夜更かしは陽気を消耗し、朝寝坊は陽気を封じ込める。これを「二重の消耗」と呼ぶ。たとえ夜更かししても、朝5時前には起き、昼間に仮眠を取って「二重の消耗」を防ぐべきである。
四、最適な就寝時間
最適な就寝時間は亥時(21-23時)から寅時(3-5時)の終わりまで、つまり夜21時に就寝し、朝5時に起床することである。亥時には三焦経が旺盛となり、三焦は百脈を通す。この時間に睡眠状態に入れば、百脈が養生し、一生大病知らずの人生を送れる。百歳を超える長寿者には共通点がある。亥の時に就寝し、寅の時に起床するのだ。残念ながら現代人はこれを実践できる者が少なく、街中で血色の良い人を見かける機会は減っている。女性が長く美しい寝顔(睡眠後の肌)を保ちたいなら、早寝早起きを心がけるべきだ。

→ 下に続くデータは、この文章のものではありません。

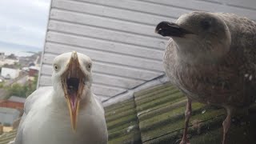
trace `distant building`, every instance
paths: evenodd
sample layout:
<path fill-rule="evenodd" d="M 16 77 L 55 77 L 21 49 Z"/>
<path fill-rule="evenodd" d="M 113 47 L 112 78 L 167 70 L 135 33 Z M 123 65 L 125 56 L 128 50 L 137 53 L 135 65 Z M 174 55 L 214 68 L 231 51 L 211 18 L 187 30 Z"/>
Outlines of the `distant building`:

さらに中医学では「胆は中正の官(中枢器官)であり、五臓六腑は胆に依存する」と説く。胆は少陽に属し、「少陽が昇らなければ天下は明かれない」とされる。夜に適切な時間に眠れない、あるいは睡眠の質が悪いと、翌日は少陽の気が昇らず、人は疲れやすく、元気がない状態になりやすい。

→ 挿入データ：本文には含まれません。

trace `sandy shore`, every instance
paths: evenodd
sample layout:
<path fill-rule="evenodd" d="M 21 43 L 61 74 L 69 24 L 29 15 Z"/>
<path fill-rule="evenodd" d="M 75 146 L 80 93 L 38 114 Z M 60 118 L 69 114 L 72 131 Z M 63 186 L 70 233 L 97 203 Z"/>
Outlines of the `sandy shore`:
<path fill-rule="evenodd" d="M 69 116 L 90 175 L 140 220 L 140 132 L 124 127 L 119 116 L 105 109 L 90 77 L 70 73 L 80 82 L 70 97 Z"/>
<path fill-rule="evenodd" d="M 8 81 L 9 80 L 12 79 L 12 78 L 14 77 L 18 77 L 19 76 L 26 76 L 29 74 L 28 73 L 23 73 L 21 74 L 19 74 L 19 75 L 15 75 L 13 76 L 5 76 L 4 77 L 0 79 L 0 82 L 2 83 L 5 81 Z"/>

夜に良質な睡眠を確保するだけでなく、昼の午時(11~13時)にも30分の仮眠を取るべきである(昼寝は美容睡眠と呼ばれ、美肌効果が顕著)。
五、寝室は広すぎないこと
寝室は広すぎないことが望ましい。これは主に陽気を集めるためである。伝統的な養生法では、就寝時は必ず窓や戸を閉めることを重視する。夏に暑くても扇風機やエアコンをつけたまま寝てはいけない。人は眠ると体表面に陽気の保護層が形成される。風がこの陽気を吹き飛ばすと、体内で補充される。この循環が繰り返されると陽気が枯渇し、朝起きた時に全身だるく、顔色が黄色く、頭が布で包まれたような状態になる。夏場に暑すぎる場合は、寝室のドアを閉めてエアコンで室温を下げ、入浴後すぐに就寝するとよい。涼しい空気は約1時間以上持続し、その間に眠りにつくことができる。途中で暑さで目が覚めた場合も、同様の方法で対応すればよい。
以上から、睡眠のさらなる効能が理解できただろうか?睡眠は体を大きく補い、健康増進に極めて有益である。老中医が警告する:睡眠も体を大きく補う行為であり、5つのポイントに注意すれば最も効果的に病気を予防できる。